Most of the year was spent falling further behind Intel in performance and market share, but vendors weren’t ready to completely abandon AMD. No one wants a single provider for any part, least of all the CPU. It was in everyone’s best interest to see a viable AMD.
After losing money all year, CEO Hector Ruiz was out and COO Dirk Meyer took over. Suddenly, the number two guy was large and in charge, acting like he was an outsider brought in to right the ship. He’s certainly been a lot feistier than the soft-spoken Ruiz ever was.
And he delivered. His first quarter at the helm was almost profitable. AMD shipped Shanghai, the successor to Barcelona, three months early and faster than expected. Next month will see a slew of new desktop products. AMD is also preparing to dump its fabrication plants as independent chip manufacturing companies, which should take a huge financial strain off the company.
The bright spots for AMD this year were its ATI graphics division, which soared past nVidia (NASDAQ: NVDA) for the first time in ages, and the launch of the Puma laptop platform, which will compete with Intel’s Centrino.
For its part, Intel continued to execute without a misstep, launching a fifth generation Centrino, a new six-core Xeon, and it shipped Core i7, a.k.a. Nehalem on time. Nehalem is an ambitious new design that radically changes the structure of Intel-based systems. There was a lot of room for error, but Intel got it out on time and testers are reporting tremendous performance gains.
Now if only people had the money to buy one.
Dude, you’re getting a second wind
Sometimes, letting the founder return to head the company he started is a recipe for failure.
And then there’s Michael Dell. When he stepped out of the CEO’s office, Dell was a $3 billion company. When he returned, it was a $60 billion company. It was also in serious trouble, having lost its way, failing to grab significant share outside the U.S., missing out on the retail channel and lacking a corporate reseller channel.

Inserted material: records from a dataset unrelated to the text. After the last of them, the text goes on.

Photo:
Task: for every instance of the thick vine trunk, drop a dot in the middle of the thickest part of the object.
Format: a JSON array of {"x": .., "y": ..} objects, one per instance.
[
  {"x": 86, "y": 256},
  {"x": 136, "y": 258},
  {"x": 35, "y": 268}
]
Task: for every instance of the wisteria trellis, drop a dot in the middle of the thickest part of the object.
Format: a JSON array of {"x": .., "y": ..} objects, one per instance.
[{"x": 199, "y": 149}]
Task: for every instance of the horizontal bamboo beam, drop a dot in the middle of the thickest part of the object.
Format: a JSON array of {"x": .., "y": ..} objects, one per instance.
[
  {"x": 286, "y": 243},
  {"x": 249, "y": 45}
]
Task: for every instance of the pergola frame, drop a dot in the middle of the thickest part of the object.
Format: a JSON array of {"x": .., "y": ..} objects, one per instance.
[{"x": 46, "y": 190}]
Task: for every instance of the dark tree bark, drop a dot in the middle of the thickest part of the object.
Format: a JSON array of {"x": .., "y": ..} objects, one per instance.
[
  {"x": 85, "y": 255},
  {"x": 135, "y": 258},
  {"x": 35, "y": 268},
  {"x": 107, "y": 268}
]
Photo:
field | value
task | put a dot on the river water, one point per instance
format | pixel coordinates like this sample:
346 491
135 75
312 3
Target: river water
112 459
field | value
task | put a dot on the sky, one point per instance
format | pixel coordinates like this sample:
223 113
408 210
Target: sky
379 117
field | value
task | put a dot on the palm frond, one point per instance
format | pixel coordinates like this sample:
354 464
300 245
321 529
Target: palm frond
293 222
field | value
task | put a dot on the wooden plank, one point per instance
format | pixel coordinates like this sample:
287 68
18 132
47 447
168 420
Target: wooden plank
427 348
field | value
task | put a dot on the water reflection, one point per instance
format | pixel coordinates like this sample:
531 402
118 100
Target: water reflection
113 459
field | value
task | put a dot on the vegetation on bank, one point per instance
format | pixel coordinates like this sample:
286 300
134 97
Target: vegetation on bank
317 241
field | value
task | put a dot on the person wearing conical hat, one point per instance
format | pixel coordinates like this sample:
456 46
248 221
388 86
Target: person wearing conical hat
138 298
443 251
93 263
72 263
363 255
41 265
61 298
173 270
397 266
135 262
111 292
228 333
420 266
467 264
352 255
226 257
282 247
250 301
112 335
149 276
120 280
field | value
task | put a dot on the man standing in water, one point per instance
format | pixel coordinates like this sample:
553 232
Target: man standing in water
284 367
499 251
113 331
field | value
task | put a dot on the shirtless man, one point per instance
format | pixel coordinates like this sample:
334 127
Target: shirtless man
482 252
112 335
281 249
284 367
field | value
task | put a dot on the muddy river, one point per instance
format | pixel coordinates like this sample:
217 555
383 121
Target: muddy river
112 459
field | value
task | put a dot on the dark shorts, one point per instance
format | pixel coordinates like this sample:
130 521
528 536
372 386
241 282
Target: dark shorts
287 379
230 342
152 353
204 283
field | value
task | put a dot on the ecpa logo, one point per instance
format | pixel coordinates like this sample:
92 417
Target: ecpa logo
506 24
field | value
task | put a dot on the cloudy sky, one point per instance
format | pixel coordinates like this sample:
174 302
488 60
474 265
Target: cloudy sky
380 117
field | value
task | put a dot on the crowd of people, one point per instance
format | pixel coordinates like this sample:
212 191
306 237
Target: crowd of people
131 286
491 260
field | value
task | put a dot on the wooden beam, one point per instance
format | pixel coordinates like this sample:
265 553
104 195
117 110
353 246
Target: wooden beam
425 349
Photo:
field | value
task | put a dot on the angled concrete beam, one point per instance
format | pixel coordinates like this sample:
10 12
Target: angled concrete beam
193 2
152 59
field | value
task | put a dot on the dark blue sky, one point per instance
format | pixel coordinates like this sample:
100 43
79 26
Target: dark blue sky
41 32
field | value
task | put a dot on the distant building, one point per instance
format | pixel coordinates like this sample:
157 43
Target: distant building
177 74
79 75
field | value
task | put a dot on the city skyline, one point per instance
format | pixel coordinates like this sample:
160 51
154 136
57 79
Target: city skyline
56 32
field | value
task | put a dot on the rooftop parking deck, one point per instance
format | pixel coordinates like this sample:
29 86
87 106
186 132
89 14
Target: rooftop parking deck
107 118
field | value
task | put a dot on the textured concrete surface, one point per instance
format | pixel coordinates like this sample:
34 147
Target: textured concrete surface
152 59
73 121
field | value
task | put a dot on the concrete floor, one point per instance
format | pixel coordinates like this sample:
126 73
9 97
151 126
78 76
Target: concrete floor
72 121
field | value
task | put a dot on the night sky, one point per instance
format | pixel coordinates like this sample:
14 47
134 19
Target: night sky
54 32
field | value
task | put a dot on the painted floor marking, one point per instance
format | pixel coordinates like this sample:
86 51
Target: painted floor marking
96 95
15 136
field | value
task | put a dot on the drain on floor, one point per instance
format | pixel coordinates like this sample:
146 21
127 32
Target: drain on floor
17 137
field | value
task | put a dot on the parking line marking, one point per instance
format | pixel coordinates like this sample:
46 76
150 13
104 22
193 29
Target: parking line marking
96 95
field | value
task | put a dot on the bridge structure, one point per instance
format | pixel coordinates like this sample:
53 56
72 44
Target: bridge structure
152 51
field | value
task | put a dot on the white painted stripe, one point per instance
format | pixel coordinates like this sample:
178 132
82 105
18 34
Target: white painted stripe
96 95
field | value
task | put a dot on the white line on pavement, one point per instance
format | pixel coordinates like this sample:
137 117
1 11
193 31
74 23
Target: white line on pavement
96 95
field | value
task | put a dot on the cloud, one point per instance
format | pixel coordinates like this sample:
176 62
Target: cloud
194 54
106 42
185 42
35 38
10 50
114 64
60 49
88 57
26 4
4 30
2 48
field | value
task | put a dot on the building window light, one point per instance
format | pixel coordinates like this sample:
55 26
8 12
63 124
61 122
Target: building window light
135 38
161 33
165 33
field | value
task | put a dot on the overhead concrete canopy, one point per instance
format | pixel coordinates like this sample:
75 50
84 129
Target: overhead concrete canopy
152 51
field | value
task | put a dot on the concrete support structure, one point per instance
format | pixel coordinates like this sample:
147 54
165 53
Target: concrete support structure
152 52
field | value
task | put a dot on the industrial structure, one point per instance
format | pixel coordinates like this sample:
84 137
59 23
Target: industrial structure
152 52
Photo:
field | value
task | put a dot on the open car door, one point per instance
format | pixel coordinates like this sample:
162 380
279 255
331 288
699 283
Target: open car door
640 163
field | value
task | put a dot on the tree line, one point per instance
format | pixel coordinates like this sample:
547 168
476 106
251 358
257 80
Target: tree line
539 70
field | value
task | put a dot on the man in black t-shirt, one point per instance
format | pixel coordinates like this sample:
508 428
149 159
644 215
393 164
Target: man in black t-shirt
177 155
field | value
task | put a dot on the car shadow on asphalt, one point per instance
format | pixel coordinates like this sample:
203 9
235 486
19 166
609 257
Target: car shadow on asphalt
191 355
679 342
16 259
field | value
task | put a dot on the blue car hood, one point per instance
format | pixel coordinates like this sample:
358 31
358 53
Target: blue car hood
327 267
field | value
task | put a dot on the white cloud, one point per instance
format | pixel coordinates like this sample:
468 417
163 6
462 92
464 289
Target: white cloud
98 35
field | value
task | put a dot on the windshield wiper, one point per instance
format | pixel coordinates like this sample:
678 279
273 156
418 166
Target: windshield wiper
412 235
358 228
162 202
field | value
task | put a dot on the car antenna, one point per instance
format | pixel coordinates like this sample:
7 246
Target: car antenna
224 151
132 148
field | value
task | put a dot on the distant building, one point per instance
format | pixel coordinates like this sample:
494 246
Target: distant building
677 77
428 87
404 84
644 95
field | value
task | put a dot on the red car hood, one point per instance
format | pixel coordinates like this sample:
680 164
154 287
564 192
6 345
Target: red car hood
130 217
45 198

After bouncing Kevin Rollins as CEO, Michael turned the ship around, remarkably so. Dell has gone on an acquisitions streak, something it wasn’t known for doing. It went into retail, adopted a formal channel strategy that HP and IBM have had for years, and worked on international expansion.
Dell is now profitable and showing the best growth rate of the top tier hardware vendors. The company is making headway in its bread and butter, datacenters. It has a new storage business, and is even getting into supercomputing. In the end, his second term as CEO may prove more notable than his first.
Building an Apple future
Apple has always been strong in education. This infamous picture, taken in a class at the Missouri School of Journalism, speaks for itself. Apple is gaining with younger people at an incredible rate on campuses, thanks to Apple’s (NASDAQ: AAPL) vibe as a trendy, hip vendor. Go to any gym and you’ll see the distinctive white wires of an iPod sticking out of everyone’s ears.
Every quarter, Apple discusses the enormous success of its chain of stores (over 247 worldwide now), and one of the stats that CFO Peter Oppenheimer cites is that half of all Macs sold at the store is to new computer owners. That is, people who have never had a computer before.
The most recent report by network traffic analyzer Net Applications found that Windows stayed static in 2008, but Mac OS grew. From January to November 2008, Windows XP/Vista held a combined 86 percent of users tracked by Net Applications, but Mac OS X grew from 7.57 percent to 8.87 percent. In January 2007, it was 6.40.
What this seems to say is Microsoft isn’t growing the market, Apple is. Apple is causing the population of computer owners to expand, which is rather remarkable as Apple computers are not cheap. They are notoriously expensive, and this was reflected in traffic by nation.
While the overall Mac figures were 8.87 percent worldwide, 10.67 of U.S. traffic was Mac, 10.65 percent was from Japan, 16.56 percent came from Switzerland is, 18 percent from Iceland Monaco, playground of the rich, was 20 percent Macintosh. With the economy in freefall, it remains to be seen if Apple can sustain those numbers.
Somehow, though, we’re reluctant to underestimate Steve Jobs.